Retention Over Engagement: Why It's More Important Now

Retention Over Engagement: Why It's More Important Now

Marketers have long relied on engagement metrics, such as likes, shares, and comments, to measure the success of their campaigns. And don’t misunderstand us: engagement is indeed important. It measures how actively and positively customers interact with a brand's content and indicates their interest and connection with the brand. Thus, high engagement levels can lead to increased brand awareness, loyalty, and the likelihood of customers sharing the brand with others, driving organic growth and visibility.

However, as competition for consumer attention intensifies, retention is becoming a more critical metric. Retention, as a marketing metric, refers to a business's ability to keep its customers over a specific period. It focuses on maintaining customer relationships and encouraging repeat business rather than just acquiring new customers. 

Why keeping old customers is as important as attracting new ones

At first sight, it may seem unclear why we shouldn't prioritize gaining new customers over holding on to the old ones. However, statistics say that every client you lose and replace costs your company 5-10 times more than retaining an old client would cost. These are the more reasons retention focus is valid:

Higher Customer Lifetime Value (CLV): Retained customers are more likely to make repeat purchases, leading to a higher overall value per customer.

Brand Loyalty: Long-term customers are more likely to become brand advocates, promoting the brand to others and providing positive word-of-mouth referrals.

Stable Revenue: Consistent repeat business from loyal customers provides a stable revenue stream, making the business more resilient to market fluctuations.

How to measure retention and what is CRR

How do we extract the KPI of customer retention? For this purpose, a formula exists. Customer Retention Rate (CRR) measures the percentage of customers a company retains over a specific period. It is calculated as:

CRR = ((E - N) / S) * 100

Where:

E = Number of customers at the end of the period

N = Number of new customers acquired during the period

S = Number of customers at the start of the period

How to increase the retention

Now we know how to calculate retention, let’s try several approaches that businesses are likely to adopt in order to keep their customers:

Personalized Customer Experiences

Personalization has always been a key aspect of successful marketing, but its importance in retention strategies is set to grow even further. By leveraging data analytics and AI, businesses can create highly personalized experiences for their customers. This may include creating content that is specifically relevant to individual customers, customized offers, personalized communication, and others.

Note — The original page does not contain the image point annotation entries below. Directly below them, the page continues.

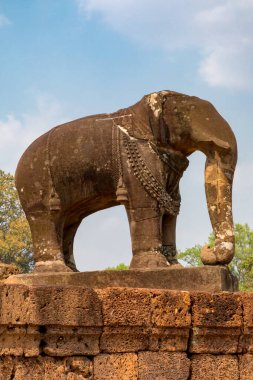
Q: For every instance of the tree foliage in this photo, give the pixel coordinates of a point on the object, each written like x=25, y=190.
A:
x=15, y=236
x=120, y=266
x=242, y=264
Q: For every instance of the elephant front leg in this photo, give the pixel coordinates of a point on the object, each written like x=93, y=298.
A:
x=146, y=236
x=47, y=243
x=169, y=239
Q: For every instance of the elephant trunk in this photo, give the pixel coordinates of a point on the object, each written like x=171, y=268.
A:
x=219, y=172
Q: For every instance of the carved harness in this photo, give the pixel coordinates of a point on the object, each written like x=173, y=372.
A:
x=168, y=199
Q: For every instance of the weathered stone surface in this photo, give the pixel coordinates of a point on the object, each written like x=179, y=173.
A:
x=57, y=341
x=135, y=156
x=163, y=366
x=125, y=339
x=44, y=368
x=213, y=367
x=126, y=307
x=246, y=367
x=171, y=309
x=217, y=322
x=115, y=367
x=49, y=305
x=246, y=341
x=206, y=278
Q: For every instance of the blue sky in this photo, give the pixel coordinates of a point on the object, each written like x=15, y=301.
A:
x=65, y=59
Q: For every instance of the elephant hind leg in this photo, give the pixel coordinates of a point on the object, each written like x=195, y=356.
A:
x=47, y=243
x=69, y=232
x=146, y=236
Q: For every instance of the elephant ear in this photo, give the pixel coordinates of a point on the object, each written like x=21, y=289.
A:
x=154, y=104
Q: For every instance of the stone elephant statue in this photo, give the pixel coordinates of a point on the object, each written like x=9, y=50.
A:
x=135, y=157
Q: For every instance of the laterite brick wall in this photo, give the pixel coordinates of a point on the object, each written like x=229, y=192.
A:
x=75, y=333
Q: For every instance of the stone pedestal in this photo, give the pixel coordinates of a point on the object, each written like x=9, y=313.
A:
x=206, y=278
x=67, y=332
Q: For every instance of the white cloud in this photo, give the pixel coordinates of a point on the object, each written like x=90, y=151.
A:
x=16, y=134
x=220, y=30
x=4, y=21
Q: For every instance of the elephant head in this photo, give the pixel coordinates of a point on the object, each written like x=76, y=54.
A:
x=188, y=124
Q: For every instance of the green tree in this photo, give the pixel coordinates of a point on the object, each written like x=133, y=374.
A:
x=15, y=236
x=120, y=266
x=242, y=264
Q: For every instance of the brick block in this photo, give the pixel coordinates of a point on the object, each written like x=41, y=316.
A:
x=213, y=367
x=49, y=305
x=44, y=368
x=124, y=339
x=125, y=306
x=246, y=367
x=163, y=366
x=171, y=309
x=217, y=322
x=115, y=367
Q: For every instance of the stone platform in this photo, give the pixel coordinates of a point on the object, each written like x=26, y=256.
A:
x=78, y=333
x=206, y=278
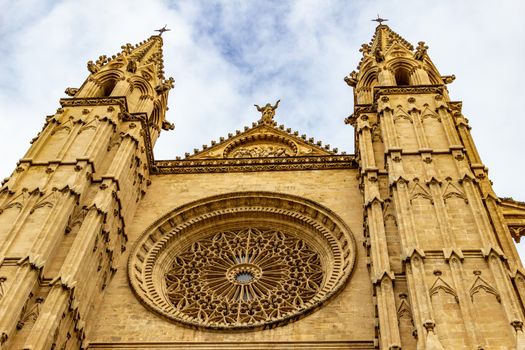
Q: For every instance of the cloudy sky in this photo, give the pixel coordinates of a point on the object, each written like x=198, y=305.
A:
x=227, y=55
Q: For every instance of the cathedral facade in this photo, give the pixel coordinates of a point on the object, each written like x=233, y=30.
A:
x=264, y=239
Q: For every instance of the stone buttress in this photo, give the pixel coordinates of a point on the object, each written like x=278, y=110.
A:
x=445, y=271
x=64, y=210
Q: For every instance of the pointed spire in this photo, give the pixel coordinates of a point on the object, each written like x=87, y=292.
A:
x=146, y=53
x=384, y=37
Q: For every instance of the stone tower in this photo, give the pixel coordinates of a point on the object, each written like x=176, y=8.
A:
x=264, y=239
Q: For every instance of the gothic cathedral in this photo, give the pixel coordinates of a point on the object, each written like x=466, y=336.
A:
x=266, y=238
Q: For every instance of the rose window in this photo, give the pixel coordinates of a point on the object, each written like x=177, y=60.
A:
x=241, y=261
x=243, y=276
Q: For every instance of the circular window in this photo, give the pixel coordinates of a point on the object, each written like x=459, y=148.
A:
x=244, y=260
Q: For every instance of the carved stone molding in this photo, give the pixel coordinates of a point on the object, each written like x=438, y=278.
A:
x=241, y=260
x=254, y=164
x=407, y=90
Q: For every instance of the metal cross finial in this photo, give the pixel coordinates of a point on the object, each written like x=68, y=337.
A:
x=162, y=30
x=379, y=20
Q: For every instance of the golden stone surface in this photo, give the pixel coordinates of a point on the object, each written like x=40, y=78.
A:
x=402, y=245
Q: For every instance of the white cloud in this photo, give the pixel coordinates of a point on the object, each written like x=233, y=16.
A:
x=228, y=55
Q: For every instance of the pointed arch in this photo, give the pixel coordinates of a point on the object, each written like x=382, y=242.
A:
x=155, y=117
x=106, y=81
x=369, y=78
x=402, y=69
x=142, y=84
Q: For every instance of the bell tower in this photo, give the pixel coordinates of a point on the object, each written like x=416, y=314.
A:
x=64, y=210
x=445, y=271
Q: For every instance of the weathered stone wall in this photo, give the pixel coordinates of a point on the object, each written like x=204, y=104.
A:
x=349, y=316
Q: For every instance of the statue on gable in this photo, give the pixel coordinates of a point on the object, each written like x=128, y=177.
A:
x=268, y=111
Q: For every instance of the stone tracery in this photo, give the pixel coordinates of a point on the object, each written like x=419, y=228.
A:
x=244, y=276
x=242, y=260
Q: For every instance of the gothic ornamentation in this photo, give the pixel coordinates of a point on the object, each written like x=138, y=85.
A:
x=244, y=277
x=409, y=90
x=262, y=164
x=260, y=151
x=267, y=112
x=241, y=260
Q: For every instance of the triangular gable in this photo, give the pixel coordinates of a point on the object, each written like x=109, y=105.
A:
x=263, y=140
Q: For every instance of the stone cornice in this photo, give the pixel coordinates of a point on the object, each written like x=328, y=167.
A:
x=412, y=90
x=188, y=166
x=254, y=164
x=95, y=101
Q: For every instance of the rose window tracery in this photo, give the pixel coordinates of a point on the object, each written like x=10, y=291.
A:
x=241, y=260
x=243, y=276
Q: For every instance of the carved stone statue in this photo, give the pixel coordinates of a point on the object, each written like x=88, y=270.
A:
x=165, y=85
x=379, y=56
x=365, y=49
x=421, y=51
x=448, y=79
x=351, y=79
x=132, y=66
x=71, y=91
x=92, y=68
x=268, y=111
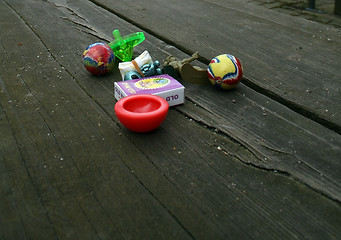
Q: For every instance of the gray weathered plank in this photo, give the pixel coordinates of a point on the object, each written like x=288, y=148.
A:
x=184, y=180
x=286, y=59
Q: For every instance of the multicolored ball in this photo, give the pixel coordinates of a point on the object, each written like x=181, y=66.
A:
x=225, y=71
x=98, y=58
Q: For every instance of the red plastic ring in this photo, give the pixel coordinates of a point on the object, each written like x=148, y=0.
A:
x=141, y=112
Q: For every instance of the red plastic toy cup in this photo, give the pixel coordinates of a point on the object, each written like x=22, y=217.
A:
x=141, y=112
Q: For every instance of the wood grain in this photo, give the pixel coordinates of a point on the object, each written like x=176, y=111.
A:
x=293, y=61
x=69, y=169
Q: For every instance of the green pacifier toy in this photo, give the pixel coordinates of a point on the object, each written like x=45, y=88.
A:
x=123, y=46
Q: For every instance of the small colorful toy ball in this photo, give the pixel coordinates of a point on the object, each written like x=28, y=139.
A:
x=225, y=71
x=98, y=58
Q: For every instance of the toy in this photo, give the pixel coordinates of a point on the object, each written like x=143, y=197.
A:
x=141, y=112
x=225, y=71
x=189, y=73
x=134, y=65
x=151, y=69
x=123, y=46
x=98, y=58
x=132, y=75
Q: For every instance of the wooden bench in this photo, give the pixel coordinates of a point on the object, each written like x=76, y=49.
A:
x=261, y=161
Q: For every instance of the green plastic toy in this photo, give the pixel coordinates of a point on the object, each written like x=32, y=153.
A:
x=123, y=46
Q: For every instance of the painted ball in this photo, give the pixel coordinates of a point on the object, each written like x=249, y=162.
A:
x=225, y=71
x=98, y=58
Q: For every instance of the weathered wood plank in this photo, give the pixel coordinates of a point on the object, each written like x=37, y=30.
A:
x=292, y=64
x=61, y=176
x=278, y=144
x=183, y=180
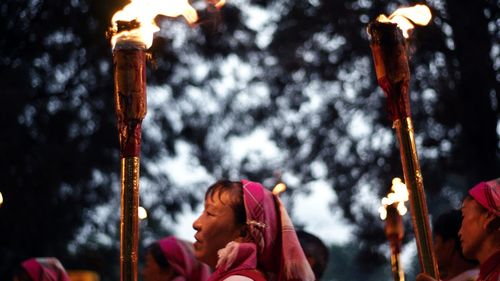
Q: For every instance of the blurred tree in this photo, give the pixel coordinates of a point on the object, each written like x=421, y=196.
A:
x=294, y=77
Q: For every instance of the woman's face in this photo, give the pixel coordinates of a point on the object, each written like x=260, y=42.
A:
x=151, y=271
x=215, y=227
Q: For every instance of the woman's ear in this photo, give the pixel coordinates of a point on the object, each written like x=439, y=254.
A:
x=492, y=222
x=244, y=235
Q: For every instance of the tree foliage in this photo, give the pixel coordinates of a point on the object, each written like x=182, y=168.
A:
x=294, y=77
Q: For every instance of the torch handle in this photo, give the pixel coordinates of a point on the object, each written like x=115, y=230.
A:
x=129, y=225
x=397, y=269
x=418, y=205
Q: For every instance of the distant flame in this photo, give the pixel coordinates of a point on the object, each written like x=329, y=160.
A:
x=406, y=17
x=142, y=213
x=217, y=3
x=398, y=195
x=279, y=188
x=144, y=12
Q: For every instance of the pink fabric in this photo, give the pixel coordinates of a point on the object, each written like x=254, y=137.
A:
x=488, y=195
x=276, y=251
x=45, y=269
x=179, y=255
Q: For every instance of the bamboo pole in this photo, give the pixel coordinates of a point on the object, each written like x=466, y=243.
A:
x=393, y=75
x=129, y=60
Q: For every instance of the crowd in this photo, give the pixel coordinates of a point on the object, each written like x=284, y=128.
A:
x=245, y=234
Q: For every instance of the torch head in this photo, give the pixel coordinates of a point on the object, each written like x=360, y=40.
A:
x=388, y=47
x=394, y=228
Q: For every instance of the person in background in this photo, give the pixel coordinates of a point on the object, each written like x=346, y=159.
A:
x=480, y=230
x=172, y=259
x=245, y=234
x=316, y=252
x=41, y=269
x=453, y=266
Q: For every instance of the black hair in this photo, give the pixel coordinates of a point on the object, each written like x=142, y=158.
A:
x=315, y=249
x=447, y=225
x=235, y=191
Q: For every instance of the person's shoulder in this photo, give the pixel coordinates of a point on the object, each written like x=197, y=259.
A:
x=238, y=278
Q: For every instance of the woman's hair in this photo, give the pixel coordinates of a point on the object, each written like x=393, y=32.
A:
x=494, y=225
x=234, y=190
x=158, y=256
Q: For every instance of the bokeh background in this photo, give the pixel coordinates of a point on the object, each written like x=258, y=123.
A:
x=268, y=90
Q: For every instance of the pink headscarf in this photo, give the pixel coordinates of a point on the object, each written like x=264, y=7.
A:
x=179, y=255
x=276, y=251
x=488, y=195
x=45, y=269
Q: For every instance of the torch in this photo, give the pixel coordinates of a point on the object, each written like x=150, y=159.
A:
x=388, y=47
x=392, y=210
x=132, y=29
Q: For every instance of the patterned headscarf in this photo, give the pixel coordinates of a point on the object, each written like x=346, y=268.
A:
x=276, y=250
x=179, y=255
x=488, y=195
x=45, y=269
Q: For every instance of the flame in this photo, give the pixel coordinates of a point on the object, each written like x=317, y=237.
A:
x=398, y=195
x=144, y=12
x=142, y=213
x=217, y=3
x=406, y=17
x=279, y=188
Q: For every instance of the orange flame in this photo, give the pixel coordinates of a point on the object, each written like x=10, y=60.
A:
x=144, y=12
x=406, y=17
x=398, y=195
x=279, y=188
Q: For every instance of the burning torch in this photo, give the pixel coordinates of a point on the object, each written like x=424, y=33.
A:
x=388, y=46
x=392, y=210
x=133, y=28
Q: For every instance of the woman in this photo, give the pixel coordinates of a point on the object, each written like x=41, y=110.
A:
x=41, y=269
x=172, y=259
x=244, y=233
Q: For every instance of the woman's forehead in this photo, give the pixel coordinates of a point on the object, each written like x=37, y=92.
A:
x=218, y=197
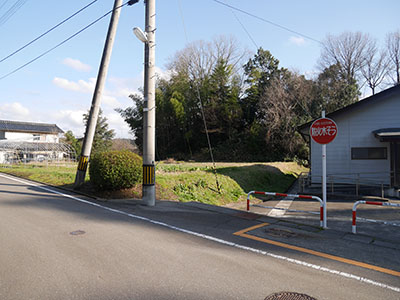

As an example, remember Spotify Wrapped, which happens at the end of each year. Spotify users are looking forward to their personalized music analytics and are happy to share it with other users.

Loyalty Programs and Rewards

Loyalty programs have been around for a while, but they are evolving to become more sophisticated, engaging, and encompass new technologies such as NFTs. Effective loyalty programs in 2024 will likely include offering different levels of rewards based on the customer’s engagement, gamification, and community building.

The photo entertainment website TheCHIVE is rewarding users for photo uploads and social sharing. TheCHIVE has effectively gamified its blog, placing community engagement at its core. This strategy has successfully cultivated an active and highly engaged community. TheCHIVE now attributes 6% of its annual revenue to its loyalty program, generating approximately 6,800 referred visits each month.

Seamless Omnichannel Experiences

In 2024, providing a seamless experience across all channels involves consistent branding (ensuring that the brand’s message and aesthetics are uniform across all platforms), integrating customer support that can address issues and queries across multiple channels, and using integrated data systems to track customer interactions across channels. This will allow for a more cohesive and informed approach to customer engagement.

Patagonia’s commitment to sustainability and environmental responsibility is evident in every post, campaign, and product. Patagonia’s consistent messaging and visual style across social media, advertisements, and its website strengthen its brand values and resonate deeply with its audience.

Post-Purchase Engagement

Engaging with customers after they’ve made a purchase is essential for retention. Don’t forget about follow-up/thank-you emails, and personalized recommendations based on the recent purchase. Another good idea would be to provide content that helps customers get the most out of their purchase, such as tutorials, usage tips, and maintenance advice.

For example, Dyson offers detailed user manuals and instructional videos on its website for all of its products. These resources help customers understand how to assemble, use, and maintain their devices, ensuring they get the best performance from their Dyson products.

Leveraging Customer Feedback

No doubt, listening to and acting on customer feedback is crucial for improving retention rates. This can be achieved by conducting regular customer satisfaction surveys, monitoring social media channels for customer feedback, and implementing feedback loops.

Ben & Jerry's approached this with creativity and created a Flavor Graveyard, where the flavors of ice cream that are no longer in production are placed. However, if flavors receive enough votes from customers, they can be “resurrected” and added to the product line again.

As we move further into 2024, the focus on retention will continue to grow. Marketers will need to develop strategies that not only attract new customers but also foster loyalty and repeat business. By creating personalized experiences, enhancing loyalty programs, providing seamless omnichannel experiences, engaging post-purchase, leveraging feedback, and continually improving products, businesses can build lasting relationships with their customers and thrive in an increasingly competitive market.